Tho' out-of-print, it is, still, fairly easy to find and not costly.
Straight forward approach and root information, one can really learn from start-to-finish with this book.
Occasionally i purchase more copies to give away!
Once you begin making your own candy you may not ever want an over-the-counter candy again (you will be spoiled and would probably find yourself in high-end retail shops looking for your candy fix).
Do try the marshmallow and brittle recipes for sure!
The copyright is 1970, but the recipes themselves date back several decades before this. It came from an era when all women were housewives, and they were all expected to know how to make candy. The recipes are a listing of ingredients and some bare-bones instructions; the housewife was expected to know how to fill in the details. Some recipes are barely half a dozen brief, declamatory sentences. The casual cook these days will likely not have this knowledge.

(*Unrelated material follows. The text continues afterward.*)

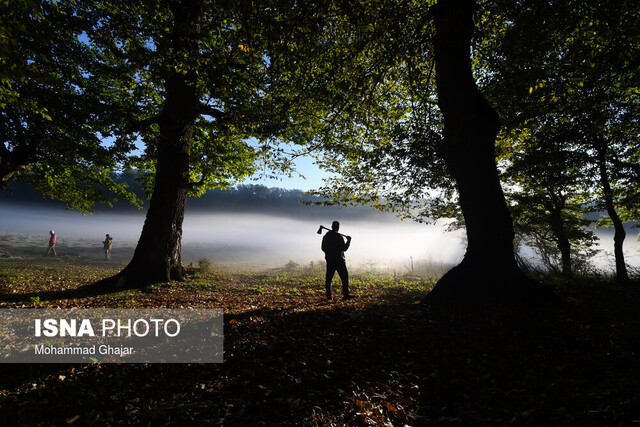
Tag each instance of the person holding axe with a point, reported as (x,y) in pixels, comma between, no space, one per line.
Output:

On the other hand, it is a valuable collection of heirloom candy and confectionary recipes. Those who know their way around the candy kitchen or who have some professional training or experience should have very little trouble with most of the recipes; the ones I tried worked perfectly and the other recipes seem to be equally reliable (having Friberg and Gisslen to refer to was a big help). A tremendous variety of candy from a bygone era can be made from this cookbook. There are more than enough quality recipes to fill a candy store or start a business. Be careful, as not all of the recipes produce high quality candy (for example, the chapters on popcorn balls and cereal squares were pretty awful). It includes fudge, creams, nougat, dipped chocolates, fondant, candy bars, brittles, toffee, bark, pralines, fruit jellies, caramel, hard candies, sugared nuts, fruit rolls, etc.
All in all, this book is an essential part of the candy making bookshelf. It shows how candy used to be made in the home kitchen, the likes of which we shall not see again.